Hamza Kulina und Maryam Azadi kehren zurück: Heute Abend, 22. März, läuft im Ersten ihr dritter gemeinsamer Fall.
13 Tote. Ein defektes Dämmmaterial. Und niemand, der Verantwortung übernimmt. Der Frankfurter Tatort „Fackel“ setzt dort an, wo das Rechtssystem versagt – und macht daraus eines der stärksten Krimistücke der Saison.

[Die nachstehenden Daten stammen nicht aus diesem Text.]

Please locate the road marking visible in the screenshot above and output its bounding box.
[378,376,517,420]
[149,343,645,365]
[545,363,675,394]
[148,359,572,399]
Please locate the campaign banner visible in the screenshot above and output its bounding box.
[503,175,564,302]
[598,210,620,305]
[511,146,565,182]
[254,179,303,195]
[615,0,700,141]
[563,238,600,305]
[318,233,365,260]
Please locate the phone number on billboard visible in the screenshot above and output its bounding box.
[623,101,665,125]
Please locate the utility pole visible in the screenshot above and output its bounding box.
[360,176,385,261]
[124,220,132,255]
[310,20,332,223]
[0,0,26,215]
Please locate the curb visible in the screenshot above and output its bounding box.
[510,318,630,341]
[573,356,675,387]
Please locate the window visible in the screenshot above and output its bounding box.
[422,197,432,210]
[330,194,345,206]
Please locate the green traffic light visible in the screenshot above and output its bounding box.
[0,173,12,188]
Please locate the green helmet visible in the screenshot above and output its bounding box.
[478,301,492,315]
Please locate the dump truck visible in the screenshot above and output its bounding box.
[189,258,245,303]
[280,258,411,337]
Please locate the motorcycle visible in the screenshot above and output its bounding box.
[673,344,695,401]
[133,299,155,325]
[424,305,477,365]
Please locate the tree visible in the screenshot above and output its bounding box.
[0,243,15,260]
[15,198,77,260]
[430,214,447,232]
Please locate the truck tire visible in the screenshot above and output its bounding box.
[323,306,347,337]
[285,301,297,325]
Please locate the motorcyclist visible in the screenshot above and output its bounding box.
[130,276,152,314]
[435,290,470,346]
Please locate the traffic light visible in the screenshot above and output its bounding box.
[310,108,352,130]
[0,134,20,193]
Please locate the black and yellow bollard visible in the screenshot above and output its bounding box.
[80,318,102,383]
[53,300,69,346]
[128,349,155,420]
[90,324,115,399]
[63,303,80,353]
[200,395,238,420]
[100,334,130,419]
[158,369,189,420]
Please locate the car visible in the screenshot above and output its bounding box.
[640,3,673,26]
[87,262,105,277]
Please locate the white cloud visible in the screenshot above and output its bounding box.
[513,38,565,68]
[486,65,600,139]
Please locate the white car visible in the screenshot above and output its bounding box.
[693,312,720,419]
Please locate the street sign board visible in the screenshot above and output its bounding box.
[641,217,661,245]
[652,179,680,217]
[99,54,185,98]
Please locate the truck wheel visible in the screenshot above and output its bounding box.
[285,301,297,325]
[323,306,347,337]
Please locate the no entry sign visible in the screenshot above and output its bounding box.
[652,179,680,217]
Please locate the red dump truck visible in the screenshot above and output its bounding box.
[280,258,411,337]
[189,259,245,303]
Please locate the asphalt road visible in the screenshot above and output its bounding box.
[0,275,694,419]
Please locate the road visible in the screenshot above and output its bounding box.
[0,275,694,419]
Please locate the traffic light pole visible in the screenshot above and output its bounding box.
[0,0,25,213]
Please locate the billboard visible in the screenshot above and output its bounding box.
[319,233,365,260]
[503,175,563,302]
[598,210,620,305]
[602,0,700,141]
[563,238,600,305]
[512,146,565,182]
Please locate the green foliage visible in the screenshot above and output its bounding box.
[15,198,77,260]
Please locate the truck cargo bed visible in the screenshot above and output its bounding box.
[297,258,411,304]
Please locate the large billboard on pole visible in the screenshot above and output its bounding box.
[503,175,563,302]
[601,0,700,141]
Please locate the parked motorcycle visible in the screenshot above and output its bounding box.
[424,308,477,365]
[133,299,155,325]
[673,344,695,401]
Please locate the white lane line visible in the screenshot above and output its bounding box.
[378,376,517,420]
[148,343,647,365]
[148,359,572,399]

Um 20.20 Uhr läuft der Film im Ersten, wenige Minuten später als gewohnt. Grund: die Wahlberichterstattung aus Rheinland-Pfalz. Danach ist „Fackel“ einen Monat lang in der ARD-Mediathek abrufbar.
Ein Cold Case mit sehr aktuellem Kern
Hamza Kulina (Edin Hasanović) trifft auf einer Mahnwache seine Jugendliebe Almila wieder. Sie hat ihre Mutter bei einem Hochhausbrand verloren, der Jahre zurückliegt. 13 Menschen starben, ein Untersuchungsausschuss droht ergebnislos zu enden. Almila bittet den Kommissar um Hilfe.
Was folgt, ist kein klassisches Whodunit, sondern ein Krimi über Vertuschung, politische Verbindungen und die Ohnmacht der Hinterbliebenen. Im Visier: der Geschäftsführer eines Baustoffkonzerns, dessen billiges Dämmmaterial möglicherweise als Brandbeschleuniger wirkte. War ein mysteriöser Todesfall wirklich Selbstmord?

Andrea Hofer (Nadja Bobyleva)
Grenfell Tower als Vorbild
Die Vorlage ist eindeutig: 2017 brannte in London der Grenfell Tower. 72 Menschen starben, weil leicht entflammbare Fassadenteile verbaut worden waren. Ein defekter Kühlschrank löste das Feuer aus, die Verkleidung machte es zum Inferno.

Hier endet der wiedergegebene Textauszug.